Granada is the soul of Andalusia, a place of breathtaking beauty at the foot of the Sierra Nevada Mountains. This mystical city was the capital of a Moorish kingdom from the 13th until the 15th centuries. To the Moors, who arrived from North Africa, the lush setting of Granada was like heaven on earth. The Nasrid Dynasty reigned with a splendor unlike anywhere in the medieval world. The hilltop fortress of the Alhambra Palace was a paradise of greenery, rose gardens, and endlessly flowing fountains. After flourishing for centuries, Granada became the last bastion of the Moors in Spain when the Catholic Monarchs captured the city in 1492. Although now predominantly Christian, Granada has inherited rich Islamic, Jewish, and Gypsy influences.
The name Alhambra comes from an Arabic root which means "red or crimson castle", perhaps due to the hue of the towers and walls that surround the entire hill of La Sabica which by starlight is silver but by sunlight is transformed into gold. But there is another more poetic version, evoked by the Muslim analysts who speak of the construction of the Alhambra fortress "by the light of torches", the reflections of which gave the walls their particular coloration. Created originally for military purposes, the Alhambra was an "alcazaba" (fortress), an "alcázar" (palace) and a small "medina" (city), all in one. This triple character helps to explain many distinctive features of the monument.
Amid the beautiful medieval Islamic art and architecture, Granada's masterpiece of Baroque often goes unnoticed. For immersion into a fantasy of ornate carving and dazzling gold, step into the Basilica St. John Dios. Gold covers the intricate carvings on the ceiling, walls, and side-altars.

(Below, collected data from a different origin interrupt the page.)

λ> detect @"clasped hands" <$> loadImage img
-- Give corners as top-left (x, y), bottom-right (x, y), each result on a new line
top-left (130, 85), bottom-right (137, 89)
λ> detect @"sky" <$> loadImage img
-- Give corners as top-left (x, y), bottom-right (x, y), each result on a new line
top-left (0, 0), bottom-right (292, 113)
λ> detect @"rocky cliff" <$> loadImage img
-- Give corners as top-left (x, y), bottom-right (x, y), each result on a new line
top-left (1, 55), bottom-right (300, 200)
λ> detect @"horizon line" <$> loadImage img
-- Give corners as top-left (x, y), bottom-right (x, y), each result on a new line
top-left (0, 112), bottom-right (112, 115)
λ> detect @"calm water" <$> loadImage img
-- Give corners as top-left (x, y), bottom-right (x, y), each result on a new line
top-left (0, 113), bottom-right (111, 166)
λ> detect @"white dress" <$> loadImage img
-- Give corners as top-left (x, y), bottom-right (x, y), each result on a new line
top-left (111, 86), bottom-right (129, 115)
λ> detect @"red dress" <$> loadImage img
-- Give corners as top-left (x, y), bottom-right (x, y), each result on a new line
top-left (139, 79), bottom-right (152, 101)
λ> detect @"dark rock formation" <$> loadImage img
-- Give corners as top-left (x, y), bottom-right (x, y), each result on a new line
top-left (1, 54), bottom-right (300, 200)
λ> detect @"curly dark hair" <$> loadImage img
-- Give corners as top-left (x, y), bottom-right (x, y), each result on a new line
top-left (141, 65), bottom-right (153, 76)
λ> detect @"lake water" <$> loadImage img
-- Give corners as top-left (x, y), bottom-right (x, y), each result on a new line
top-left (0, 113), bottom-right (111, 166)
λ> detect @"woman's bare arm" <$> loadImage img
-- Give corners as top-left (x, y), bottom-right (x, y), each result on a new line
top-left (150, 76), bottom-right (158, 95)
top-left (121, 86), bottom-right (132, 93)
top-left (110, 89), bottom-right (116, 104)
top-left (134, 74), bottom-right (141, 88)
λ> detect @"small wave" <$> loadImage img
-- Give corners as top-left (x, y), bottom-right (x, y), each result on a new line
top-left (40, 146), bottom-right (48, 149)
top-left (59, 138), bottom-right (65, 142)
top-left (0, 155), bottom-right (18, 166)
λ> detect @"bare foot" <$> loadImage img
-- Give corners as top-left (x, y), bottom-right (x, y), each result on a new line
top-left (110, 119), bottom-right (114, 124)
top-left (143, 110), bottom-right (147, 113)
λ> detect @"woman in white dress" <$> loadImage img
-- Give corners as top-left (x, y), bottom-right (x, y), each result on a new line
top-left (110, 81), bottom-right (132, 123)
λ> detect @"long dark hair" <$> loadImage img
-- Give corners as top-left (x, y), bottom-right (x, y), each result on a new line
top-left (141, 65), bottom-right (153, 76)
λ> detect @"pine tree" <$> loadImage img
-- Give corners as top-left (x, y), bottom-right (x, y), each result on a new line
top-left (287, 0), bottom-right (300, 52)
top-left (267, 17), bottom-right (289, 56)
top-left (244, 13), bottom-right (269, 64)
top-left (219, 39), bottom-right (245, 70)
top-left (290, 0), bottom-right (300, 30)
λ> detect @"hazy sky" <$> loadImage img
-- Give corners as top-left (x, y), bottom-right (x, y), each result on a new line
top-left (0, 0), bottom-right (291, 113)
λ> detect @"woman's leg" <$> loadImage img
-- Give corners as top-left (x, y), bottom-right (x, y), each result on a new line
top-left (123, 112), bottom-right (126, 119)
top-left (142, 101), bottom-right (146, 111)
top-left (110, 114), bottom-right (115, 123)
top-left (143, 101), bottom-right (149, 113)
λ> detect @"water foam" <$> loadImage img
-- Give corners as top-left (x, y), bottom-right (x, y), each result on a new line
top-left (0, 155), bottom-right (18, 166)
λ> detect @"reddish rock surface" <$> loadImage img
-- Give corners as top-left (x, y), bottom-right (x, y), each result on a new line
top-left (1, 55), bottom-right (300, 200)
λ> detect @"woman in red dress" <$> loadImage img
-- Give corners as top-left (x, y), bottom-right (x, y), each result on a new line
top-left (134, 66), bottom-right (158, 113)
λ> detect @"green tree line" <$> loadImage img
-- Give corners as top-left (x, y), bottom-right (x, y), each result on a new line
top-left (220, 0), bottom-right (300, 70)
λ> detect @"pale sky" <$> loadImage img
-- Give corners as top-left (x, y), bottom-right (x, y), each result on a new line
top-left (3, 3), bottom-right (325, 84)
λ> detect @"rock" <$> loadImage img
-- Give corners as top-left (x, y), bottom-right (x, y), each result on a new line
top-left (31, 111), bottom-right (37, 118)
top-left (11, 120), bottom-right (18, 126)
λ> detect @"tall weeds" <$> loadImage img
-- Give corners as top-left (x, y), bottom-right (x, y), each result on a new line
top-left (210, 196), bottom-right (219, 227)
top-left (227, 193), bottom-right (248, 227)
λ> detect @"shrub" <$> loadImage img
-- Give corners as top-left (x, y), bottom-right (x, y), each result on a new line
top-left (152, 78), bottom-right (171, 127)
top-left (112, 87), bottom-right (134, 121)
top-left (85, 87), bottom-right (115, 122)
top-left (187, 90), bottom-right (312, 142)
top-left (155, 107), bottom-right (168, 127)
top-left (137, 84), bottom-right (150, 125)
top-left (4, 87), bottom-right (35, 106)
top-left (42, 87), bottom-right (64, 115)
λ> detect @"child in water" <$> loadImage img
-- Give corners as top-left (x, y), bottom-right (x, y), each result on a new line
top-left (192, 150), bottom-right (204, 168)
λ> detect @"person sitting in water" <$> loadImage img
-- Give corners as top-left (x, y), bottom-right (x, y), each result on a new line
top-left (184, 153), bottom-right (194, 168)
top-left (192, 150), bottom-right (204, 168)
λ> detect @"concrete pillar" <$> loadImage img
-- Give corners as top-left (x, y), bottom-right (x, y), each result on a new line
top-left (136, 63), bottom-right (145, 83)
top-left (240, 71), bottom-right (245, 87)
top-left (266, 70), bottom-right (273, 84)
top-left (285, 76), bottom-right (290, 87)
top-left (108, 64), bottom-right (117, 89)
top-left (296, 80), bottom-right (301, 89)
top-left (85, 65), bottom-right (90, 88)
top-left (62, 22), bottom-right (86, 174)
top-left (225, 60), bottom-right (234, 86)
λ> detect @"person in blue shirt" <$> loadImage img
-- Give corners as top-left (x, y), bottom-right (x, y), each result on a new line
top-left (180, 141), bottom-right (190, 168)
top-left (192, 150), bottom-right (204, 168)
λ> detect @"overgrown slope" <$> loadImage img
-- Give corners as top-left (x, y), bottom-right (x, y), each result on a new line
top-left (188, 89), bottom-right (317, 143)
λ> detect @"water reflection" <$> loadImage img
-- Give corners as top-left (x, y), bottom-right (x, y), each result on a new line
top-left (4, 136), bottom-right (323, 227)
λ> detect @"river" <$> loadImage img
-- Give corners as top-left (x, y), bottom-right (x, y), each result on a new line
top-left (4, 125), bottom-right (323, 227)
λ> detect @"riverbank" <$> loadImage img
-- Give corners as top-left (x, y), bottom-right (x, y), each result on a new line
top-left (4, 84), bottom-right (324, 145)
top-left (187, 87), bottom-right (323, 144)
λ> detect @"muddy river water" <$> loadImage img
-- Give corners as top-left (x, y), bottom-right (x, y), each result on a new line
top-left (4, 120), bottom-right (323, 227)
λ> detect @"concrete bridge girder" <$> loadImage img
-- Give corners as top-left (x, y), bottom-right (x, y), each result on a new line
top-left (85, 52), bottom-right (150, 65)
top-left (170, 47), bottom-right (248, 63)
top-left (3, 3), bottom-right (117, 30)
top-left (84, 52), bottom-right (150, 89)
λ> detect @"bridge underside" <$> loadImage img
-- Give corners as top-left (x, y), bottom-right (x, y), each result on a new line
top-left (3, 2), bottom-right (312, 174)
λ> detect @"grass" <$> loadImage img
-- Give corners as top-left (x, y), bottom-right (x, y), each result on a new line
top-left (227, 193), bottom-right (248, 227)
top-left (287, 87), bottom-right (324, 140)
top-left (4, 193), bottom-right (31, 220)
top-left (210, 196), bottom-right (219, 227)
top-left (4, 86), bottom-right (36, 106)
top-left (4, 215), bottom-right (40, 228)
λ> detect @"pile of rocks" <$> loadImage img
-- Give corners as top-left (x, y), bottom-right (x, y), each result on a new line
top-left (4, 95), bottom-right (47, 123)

The Moors brought the ritual of the hammam (Arab Baths) from their homeland in North Africa to Andalusia, and Granada's 11th-century Bañuelo are among the oldest and best preserved in Spain. One of the few bath complexes not destroyed after the Reconquista by the Catholic monarchs, who considered the baths as immoral, is one of Granada's oldest surviving Moorish sites.
To discover the finest Renaissance church in Spain, visit Granada's Cathedral of Santa María de la Encarnación. The cathedral was built by Queen Isabella as a monument to the victory of Christian Spain over the Moors. It stands on the site of a former mosque. Begun in Gothic style in 1523 and continued in Plateresque style from 1525, the cathedral was consecrated in 1561 while still unfinished.
The Monasterio de la Cartuja, a serene 16th-century monastery is on the outskirts of Granada. It belonged to the Carthusian order which was founded in France in the 11th century. Behind the simple exterior and courtyard is a surprisingly opulent interior. The monastery's ornately decorated church is one of the most extravagant religious buildings in Spain.